Liczba wyświetleń: 16
Likwidacja przymusu szkolnego i wprowadzenie, jako alternatywy, bonu edukacyjnego – wydaje się być koniecznością w warunkach jakie zaistniały w związku z pandemią.
Przymus szkolny w obecnych warunkach dezorganizuje życie całego społeczeństwa. Rodzice nie są w stanie zorganizować sobie życia i pracy wobec możliwości wprowadzania zajęć w trybie domowym tak z dnia na dzień na wieść o tym, że któreś z dzieci, czy nauczycieli zostało zakażonych koronawirusem.

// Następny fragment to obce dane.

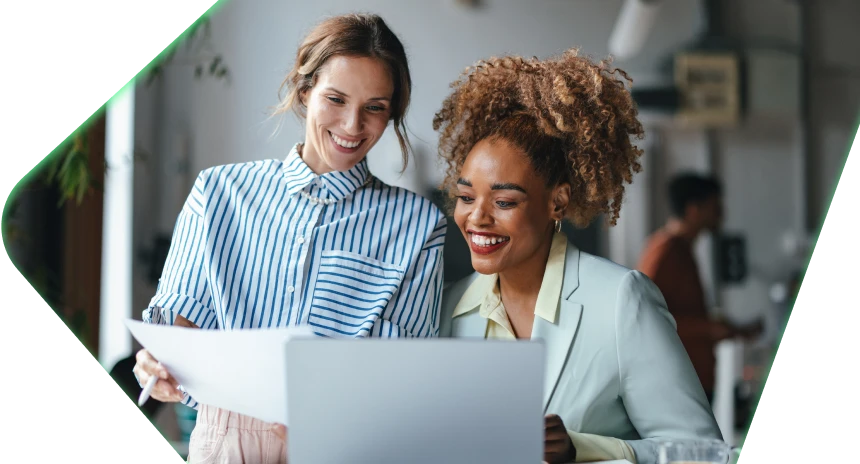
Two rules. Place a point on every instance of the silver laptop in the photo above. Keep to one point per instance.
(417, 401)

W tej sytuacji rodzice , mając w swojej dyspozycji bon edukacyjny, mogą zorganizować nauczanie poza systemem obecnego szkolnictwa tak, aby nie dezorganizować normalnego funkcjonowania rodziny i społeczeństwa.
Skoro ważniejsze jest bezpieczeństwo – ograniczenie ilości zachorowań wirusem o niskiej śmiertelności – to lepiej, aby państwo zrezygnowało ze swej prerogatywy tyczącej organizacji nauki.
Wskazane utrudnienia i ograniczenia, straszenie społeczeństwa, są przeciwskuteczne, a stanowią jedynie formę nieuzasadnionych restrykcji. Wszelkie formy kar i ograniczeń wolności dla osób mających kontakt z osobami, które miały kontakt z wirusem są przejawami ograniczeń wolności osobistej. Jest to zupełnie nieuzasadnione, gdyż przecież osoby będące nośnikami innych równie groźnych, a często nawet bardziej śmiertelnych chorób – choćby HIV, gruźlica, czy syfilis – nie są narażeni na żadne restrykcje.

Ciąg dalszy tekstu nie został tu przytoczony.